• Tropical Storm Chalane made landfall in Madagascar on 27 December, bringing heavy wind and rains, but limited damage, according to preliminary reports.
• Chalane weakened to a Tropical Depression as it crossed Madagascar and left from its western coast in the morning of 28 December. It is now in the Mozambique Channel.
• Predictions indicate that Chalane could strengthen before it makes landfall in Mozambique.
• The weather system could subsequently move towards Zimbabwe and Botswana.
Tropical Storm Chalane, which formed last week in the Indian Ocean, made landfall in Fenoarivo Atsinanana (Fénérive Est in French) District, Madagascar, on 27 December with maximum wind gusts of between 40 and 50 km/h. Chalane weakened to a Tropical Depression after landfall and continued south-west over the country with a decreased wind speed of 20 km/h and heavy rains.
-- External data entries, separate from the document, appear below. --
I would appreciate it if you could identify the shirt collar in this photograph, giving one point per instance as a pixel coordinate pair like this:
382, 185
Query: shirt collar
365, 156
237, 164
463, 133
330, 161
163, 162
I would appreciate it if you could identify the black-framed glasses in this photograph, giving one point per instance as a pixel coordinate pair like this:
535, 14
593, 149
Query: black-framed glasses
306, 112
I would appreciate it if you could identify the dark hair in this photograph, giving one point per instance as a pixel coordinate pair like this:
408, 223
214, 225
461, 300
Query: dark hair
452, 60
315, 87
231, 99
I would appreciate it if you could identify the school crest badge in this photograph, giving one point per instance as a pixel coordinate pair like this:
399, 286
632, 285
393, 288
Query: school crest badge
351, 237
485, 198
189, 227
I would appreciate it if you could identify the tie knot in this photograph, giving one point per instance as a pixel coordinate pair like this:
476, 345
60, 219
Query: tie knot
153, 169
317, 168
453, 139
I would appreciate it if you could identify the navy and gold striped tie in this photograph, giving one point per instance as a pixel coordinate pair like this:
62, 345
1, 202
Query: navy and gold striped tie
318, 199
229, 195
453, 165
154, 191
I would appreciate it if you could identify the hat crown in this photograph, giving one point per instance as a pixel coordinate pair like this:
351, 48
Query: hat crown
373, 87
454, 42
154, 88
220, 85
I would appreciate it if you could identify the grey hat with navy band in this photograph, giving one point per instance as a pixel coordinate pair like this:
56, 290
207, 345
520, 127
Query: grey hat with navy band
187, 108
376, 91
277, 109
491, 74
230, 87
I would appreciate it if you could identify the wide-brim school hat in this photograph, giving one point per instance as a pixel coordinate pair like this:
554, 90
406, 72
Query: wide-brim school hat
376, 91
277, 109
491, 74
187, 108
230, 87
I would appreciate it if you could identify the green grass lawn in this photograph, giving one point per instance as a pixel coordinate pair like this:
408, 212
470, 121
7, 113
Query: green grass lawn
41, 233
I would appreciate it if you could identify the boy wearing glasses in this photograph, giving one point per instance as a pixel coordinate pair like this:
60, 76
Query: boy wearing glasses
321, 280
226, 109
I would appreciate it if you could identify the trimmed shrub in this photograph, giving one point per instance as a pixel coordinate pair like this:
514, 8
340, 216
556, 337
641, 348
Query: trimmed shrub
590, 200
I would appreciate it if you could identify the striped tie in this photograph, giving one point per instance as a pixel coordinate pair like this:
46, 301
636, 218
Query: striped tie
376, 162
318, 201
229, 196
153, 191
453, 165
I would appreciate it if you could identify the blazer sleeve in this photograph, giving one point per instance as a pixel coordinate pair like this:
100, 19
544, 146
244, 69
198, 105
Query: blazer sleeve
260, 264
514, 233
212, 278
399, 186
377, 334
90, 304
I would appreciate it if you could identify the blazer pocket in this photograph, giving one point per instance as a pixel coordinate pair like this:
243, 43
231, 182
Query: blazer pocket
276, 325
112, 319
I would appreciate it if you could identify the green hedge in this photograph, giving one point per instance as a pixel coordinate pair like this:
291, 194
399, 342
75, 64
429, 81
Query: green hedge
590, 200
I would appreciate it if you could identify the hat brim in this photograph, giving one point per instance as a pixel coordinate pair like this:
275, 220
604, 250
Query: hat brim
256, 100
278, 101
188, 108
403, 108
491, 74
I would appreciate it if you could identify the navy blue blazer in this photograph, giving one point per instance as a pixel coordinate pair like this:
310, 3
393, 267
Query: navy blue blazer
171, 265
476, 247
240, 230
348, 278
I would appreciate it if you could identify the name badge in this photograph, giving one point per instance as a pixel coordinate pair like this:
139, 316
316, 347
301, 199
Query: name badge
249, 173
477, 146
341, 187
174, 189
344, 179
According to preliminary reports, the storm caused some isolated flooding and damage to electricity poles, but no significant damage. As of 28 December, Chalane has left the island nation from the west coast, near Morondava District. Heavy rains are expected to continue in Madagascar during the day.
Although weakening as it crossed Madagascar, Chalane is expected to pick up speed as it moves over the Mozambique Channel. Some predictions, including the Global Disaster Alert and Coordination System, indicate that it could become a Tropical Cyclone with a speed of 120 km/h, while others indicate that it is likely to remain a Tropical Storm.
The storm is projected to impact central Mozambique on 30 December, according to Mozambique’s National Institute of Meteorology (INAM). It is projected to make landfall in the province of Sofala—which was struck by Cyclone Idai nearly two years ago—between the districts of Muanza and Machanga, and could bring heavy rains across the provinces of Sofala, Manica, Zambezia and Inhambane. Mozambique’s President Filipe Nyusi warned on 27 December, in a post on Facebook, that the tropical storm could affect four million Mozambicans in the central provinces as the warmth of the surface waters in the Mozambique Channel is predicted to strengthen the storm. He urged people living in at-risk areas to evacuate, since the storm is likely to bring floods.
After making landfall in Mozambique, the storm could proceed towards Zimbabwe and subsequently Botswana. In Zimbabwe, Chimanimani and Chipinge districts—which were hardest-hit by Cyclone Idai—remain most at-risk according to current predictions. Malawi is no longer projected to be directly impacted, due to the southwards change in the storm’s predicted trajectory.